Chum : Ça s’est bien passé ? Tu étais à l’aise ? T’es contente du résultat ?

Blonde : Oui, c’était super !

Chum : Génial, je suis heureux pour toi !

That’s it. Rien de plus, rien de moins. On parle ici d’un service offert par un professionnel en soins esthétiques. C’est un peu comme aller voir un gynécologue ou un médecin : il n’y a rien de sexualisé dans ce contexte.
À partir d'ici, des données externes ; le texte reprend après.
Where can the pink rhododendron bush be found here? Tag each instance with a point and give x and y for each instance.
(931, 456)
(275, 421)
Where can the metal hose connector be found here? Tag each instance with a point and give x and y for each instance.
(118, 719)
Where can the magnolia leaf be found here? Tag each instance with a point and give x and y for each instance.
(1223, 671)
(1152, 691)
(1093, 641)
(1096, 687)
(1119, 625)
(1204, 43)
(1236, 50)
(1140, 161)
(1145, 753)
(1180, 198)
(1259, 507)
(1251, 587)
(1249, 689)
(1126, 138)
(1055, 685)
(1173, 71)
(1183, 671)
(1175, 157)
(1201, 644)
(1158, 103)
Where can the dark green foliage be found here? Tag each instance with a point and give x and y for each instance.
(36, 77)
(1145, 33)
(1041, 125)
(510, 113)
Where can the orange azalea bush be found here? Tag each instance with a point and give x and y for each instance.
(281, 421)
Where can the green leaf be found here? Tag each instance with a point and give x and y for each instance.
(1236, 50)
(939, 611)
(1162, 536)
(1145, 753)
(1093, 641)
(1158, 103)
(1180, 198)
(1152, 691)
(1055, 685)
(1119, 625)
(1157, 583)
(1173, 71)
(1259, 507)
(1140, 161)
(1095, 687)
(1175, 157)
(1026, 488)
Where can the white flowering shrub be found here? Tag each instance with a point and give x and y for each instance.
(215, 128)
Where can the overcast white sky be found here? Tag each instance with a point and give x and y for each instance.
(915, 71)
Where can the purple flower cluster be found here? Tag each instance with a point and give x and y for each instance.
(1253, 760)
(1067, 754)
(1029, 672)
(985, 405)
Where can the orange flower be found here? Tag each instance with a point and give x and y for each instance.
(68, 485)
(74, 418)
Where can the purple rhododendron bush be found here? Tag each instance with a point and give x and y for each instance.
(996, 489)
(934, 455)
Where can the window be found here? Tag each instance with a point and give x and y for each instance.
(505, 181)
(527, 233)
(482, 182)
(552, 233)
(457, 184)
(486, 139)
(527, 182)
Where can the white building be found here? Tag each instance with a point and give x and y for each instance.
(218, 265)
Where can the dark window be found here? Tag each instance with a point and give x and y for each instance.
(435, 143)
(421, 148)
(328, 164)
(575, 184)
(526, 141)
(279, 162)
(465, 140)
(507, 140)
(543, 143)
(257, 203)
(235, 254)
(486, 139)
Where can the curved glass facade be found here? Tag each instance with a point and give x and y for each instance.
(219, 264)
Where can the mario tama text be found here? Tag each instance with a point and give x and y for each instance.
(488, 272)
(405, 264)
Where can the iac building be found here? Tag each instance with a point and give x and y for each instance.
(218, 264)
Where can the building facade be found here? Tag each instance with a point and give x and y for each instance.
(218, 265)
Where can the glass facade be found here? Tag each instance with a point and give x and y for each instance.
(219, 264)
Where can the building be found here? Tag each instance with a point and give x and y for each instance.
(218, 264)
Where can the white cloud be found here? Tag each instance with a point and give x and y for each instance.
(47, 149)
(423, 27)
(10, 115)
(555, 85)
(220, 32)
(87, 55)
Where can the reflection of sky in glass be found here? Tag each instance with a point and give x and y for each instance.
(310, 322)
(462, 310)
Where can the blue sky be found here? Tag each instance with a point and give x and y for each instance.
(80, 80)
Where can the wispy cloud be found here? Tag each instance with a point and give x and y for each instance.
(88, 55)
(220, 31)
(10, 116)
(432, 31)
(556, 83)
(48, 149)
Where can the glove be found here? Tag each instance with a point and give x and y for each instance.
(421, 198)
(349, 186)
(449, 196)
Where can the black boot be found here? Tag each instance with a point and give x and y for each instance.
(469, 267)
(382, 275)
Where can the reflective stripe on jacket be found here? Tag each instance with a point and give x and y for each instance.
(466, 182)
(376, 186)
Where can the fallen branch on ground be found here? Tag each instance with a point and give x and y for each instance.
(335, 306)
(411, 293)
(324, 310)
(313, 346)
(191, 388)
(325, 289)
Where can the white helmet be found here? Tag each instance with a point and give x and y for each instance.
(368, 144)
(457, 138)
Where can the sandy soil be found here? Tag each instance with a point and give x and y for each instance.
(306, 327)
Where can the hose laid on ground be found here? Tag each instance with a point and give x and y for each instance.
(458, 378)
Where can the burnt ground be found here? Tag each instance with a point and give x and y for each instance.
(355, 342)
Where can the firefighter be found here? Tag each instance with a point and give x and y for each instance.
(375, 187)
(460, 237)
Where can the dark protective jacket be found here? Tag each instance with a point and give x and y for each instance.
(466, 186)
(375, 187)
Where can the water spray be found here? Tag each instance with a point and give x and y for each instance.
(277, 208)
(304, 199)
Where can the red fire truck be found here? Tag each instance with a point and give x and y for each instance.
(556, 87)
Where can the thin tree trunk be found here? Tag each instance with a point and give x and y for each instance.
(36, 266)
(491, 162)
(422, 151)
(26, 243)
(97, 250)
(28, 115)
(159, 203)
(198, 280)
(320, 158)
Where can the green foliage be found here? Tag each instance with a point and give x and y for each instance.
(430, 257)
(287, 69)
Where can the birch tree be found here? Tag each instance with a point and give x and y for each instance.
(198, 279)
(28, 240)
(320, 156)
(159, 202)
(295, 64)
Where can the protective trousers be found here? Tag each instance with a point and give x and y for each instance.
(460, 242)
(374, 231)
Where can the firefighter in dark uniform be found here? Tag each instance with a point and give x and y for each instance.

Mais en faisant circuler incessamment ces saynètes violentes travesties en blague lugubre, on a non seulement tout faux, mais on perpétue un tas de conceptions erronées et graves. La liste pourrait être infinie, mais en voici quelques exemples :

– Les hommes, même dans un rôle professionnel, sont de potentiels prédateurs ;
– Les femmes n’ont pas d’autonomie ;
– Tout ce qui touche les parties intimes ne peut être que sexuel ;
– Les femmes appartiennent à leur conjoint, surtout lorsque ça a trait à leur sexe ;
– Les femmes devraient avoir l’approbation de leur conjoint pour prendre des décisions par rapport à leur corps ;
– Les femmes devraient trouver ça touchant et/ou drôle que leur conjoint réagisse violemment, car c’est une preuve d’amour ;
– La jalousie est normale, voire attendue ;
– Il est normal que les femmes subissent de la violence lorsqu’elles dérogent des attentes de leur conjoint ;
– Les femmes sont avant tout des objets, surtout pas des sujets.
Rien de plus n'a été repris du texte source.